On a floured work surface, flour your hands and knead to dough for 30 seconds more, making sure the consistency isn't sticky. Add more flour if it is. With a rolling pin, carefully roll out the dough as thin as you want your crackers. You will probably want to split the dough into a few chunks and roll each separately as they take up a lot of space. Cut the crackers however you want, then transfer them to the baking sheets.

In a bowl, squeeze a little honey and about three times as much warm water, and mix with spoon until dissolved. Brush on crackers, then cover with toppings (immediately so the seeds stick). Place in oven for 10 minutes, rotate, give it 10 more minutes, rotate again. Then up the temperature to 325 degree and cook for 5-10 more minutes until they are golden brown-ish. Let cool on the sheets for at least 10 minutes.

30 January 2011

Crispy Rye and Seed Crackers (modified)

Running out of time, my plans to bring some bread of lavash crackers to a party were dashed. Flipping through my bread books, I found a recipe that seemed to fit my requirements - no yeast, quick prep/quick time, and snack food. Rye and seed crackers; they looked beautiful in the book and sounded great paired with a strong cheese. I took the ingredient list to the grocery store.
 And, umm, the grocery store failed. Rye flour? Nope, you can have light rye flour but not the good stuff. Pumpkin seeds? Seriously, no, you have to buy a pumpkin if you want those. But I improvised and they turned out pretty damn good. As I haven't cooked the original, I don't know how the flavor compares. To take care of using light rye, which has less flavor, I added a dash of buckwheat flour. Careful with this, though; buckwheat is very strong stuff in flavor. It was about 10% buckwheat and 90% rye, but you could only taste the buckwheat.
To substitute for the lack of pumpkin seeds, I just used more sunflower seeds to balance it out. Again, the overall flavor was very hearty, with a strong buckwheat kick to finish. Paired with a goat cheese, it was sublime. The only limiting factor in this recipe is number of cookie sheets - I had to half it, which was enough for two full sheets of crackers; sufficient as a snack or as one of many dishes around a room.
 Crispy [Light] Rye and [Not Pumpkin] Seed Crackers (makes 2 cookie sheets, modified from a recipe in Artisan Breads Everyday)

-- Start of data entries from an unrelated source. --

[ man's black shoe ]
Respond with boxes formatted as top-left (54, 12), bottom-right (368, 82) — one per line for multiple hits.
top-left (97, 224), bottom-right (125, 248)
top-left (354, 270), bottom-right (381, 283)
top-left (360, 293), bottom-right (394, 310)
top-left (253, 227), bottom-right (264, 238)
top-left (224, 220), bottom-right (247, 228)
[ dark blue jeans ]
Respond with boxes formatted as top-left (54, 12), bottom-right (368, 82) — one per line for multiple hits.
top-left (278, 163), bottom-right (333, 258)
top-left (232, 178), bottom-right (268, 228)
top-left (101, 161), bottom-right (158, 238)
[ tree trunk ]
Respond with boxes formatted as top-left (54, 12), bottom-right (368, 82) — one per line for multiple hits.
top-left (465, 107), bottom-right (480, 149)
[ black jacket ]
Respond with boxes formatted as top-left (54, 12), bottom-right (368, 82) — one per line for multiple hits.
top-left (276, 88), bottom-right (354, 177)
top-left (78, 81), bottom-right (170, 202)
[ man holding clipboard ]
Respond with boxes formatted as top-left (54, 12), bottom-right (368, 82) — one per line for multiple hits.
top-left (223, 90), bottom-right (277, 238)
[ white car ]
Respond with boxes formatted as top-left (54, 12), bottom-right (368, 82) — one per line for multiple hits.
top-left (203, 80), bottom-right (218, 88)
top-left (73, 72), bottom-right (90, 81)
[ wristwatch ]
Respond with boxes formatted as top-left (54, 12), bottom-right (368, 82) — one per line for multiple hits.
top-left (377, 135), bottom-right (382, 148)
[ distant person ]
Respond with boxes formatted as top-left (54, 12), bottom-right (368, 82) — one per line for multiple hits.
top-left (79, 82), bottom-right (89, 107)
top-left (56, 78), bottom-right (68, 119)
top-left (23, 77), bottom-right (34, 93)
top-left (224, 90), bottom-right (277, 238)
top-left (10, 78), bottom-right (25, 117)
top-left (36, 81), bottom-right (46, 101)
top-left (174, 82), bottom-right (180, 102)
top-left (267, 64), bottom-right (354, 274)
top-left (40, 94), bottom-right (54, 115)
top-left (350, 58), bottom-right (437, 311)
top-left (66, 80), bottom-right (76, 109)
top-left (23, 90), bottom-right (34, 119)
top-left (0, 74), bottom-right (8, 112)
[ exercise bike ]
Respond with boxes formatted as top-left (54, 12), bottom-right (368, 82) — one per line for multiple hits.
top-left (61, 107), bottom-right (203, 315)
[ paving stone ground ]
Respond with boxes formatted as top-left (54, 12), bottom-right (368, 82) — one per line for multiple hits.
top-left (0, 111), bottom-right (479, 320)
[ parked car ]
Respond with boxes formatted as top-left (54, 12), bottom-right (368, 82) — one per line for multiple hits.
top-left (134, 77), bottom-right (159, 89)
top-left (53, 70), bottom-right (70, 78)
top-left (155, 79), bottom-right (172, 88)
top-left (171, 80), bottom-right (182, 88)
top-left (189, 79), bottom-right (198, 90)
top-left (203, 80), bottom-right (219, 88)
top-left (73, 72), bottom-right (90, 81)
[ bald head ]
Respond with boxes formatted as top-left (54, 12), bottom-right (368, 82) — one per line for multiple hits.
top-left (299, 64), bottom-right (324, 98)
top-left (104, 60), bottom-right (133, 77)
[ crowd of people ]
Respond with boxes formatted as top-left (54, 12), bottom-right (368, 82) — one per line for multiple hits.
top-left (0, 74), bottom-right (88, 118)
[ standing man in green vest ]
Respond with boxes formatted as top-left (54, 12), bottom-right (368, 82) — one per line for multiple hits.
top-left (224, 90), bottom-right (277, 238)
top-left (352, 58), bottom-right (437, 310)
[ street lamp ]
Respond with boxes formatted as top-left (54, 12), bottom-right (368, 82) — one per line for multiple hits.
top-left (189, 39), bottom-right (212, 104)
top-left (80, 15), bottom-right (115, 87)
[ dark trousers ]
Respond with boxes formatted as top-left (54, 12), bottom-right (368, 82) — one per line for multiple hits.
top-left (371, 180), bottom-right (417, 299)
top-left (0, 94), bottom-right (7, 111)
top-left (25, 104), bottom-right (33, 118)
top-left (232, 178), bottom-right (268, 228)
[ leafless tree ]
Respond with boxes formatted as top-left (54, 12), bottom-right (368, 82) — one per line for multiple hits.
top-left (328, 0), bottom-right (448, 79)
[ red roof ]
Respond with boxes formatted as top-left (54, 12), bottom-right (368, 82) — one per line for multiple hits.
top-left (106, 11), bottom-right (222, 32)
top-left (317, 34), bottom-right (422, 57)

  • 1/4 cup (42 g) sunflower seeds
  • 1.5 tbsp (14 g) flaxseeds
  • 3 tbsp (56 g) sesame seeds
  • 3/4 cup + 2 tbsp (115 g) light rye flour
  • ??? tbsp (10 g) buckwheat flour
  • 1 tbsp (14 g) vegetable oil
  • 1/2 tbsp (10 g) honey
  • 6 tbsp (85 g) water, room temperature
  • Additionally, 1/2 tbsp honey, 1 1/2 tbsp warm water, sesame seeds, sea salt, ground black pepper, ground walntus, or whatever other garnish you want
Grind the sunflower seeds into a flour; I used my burr grinder (for coffee). Also grind the flaxseeds, or just use pre-ground flaxseed powder. Combine the ground seeds, the solid seeds, and the flours. Mix together, then add in the water, oil, and honey. Stir for a 2 minutes until all ingredients are incorporated. If the dough is sticky (it was for me), add more rye flour. To test for stickiness, push your finger against the dough and pull it back - if the dough grabs your finger and then lets go, its fine. But if any dough is left on your finger, add more flour.

Flour a work surface and knead for 30 seconds. Separate the dough into two equal piles. Prepare two cookie sheets with parchment paper and preheat your oven to 300 degrees. Flour a large work surface and a rolling pin; roll the dough as thinly as you feel comfortable, checking and flouring as necessary. Slice the slice dough into cracker shapes using a pizza cutter (or, if you don't have one, a sharp knife held at a high angle). Transfer the sliced crackers to a baking sheet.

Combine the honey and water, whisking them together. Brush over the sliced crackers and sprinkle garnish on top (sea salt, ground pepper, more seeds, ground nuts, or really anything you want). Place in oven for 10 minutes; rotate; cook for 10 minutes more; rotate again; cook for 25 more minutes, increasing the temperature to 325 degrees.

Final note: I consider honey vegan. If you don't consider it vegan and want to be a vegan, use agave syrup.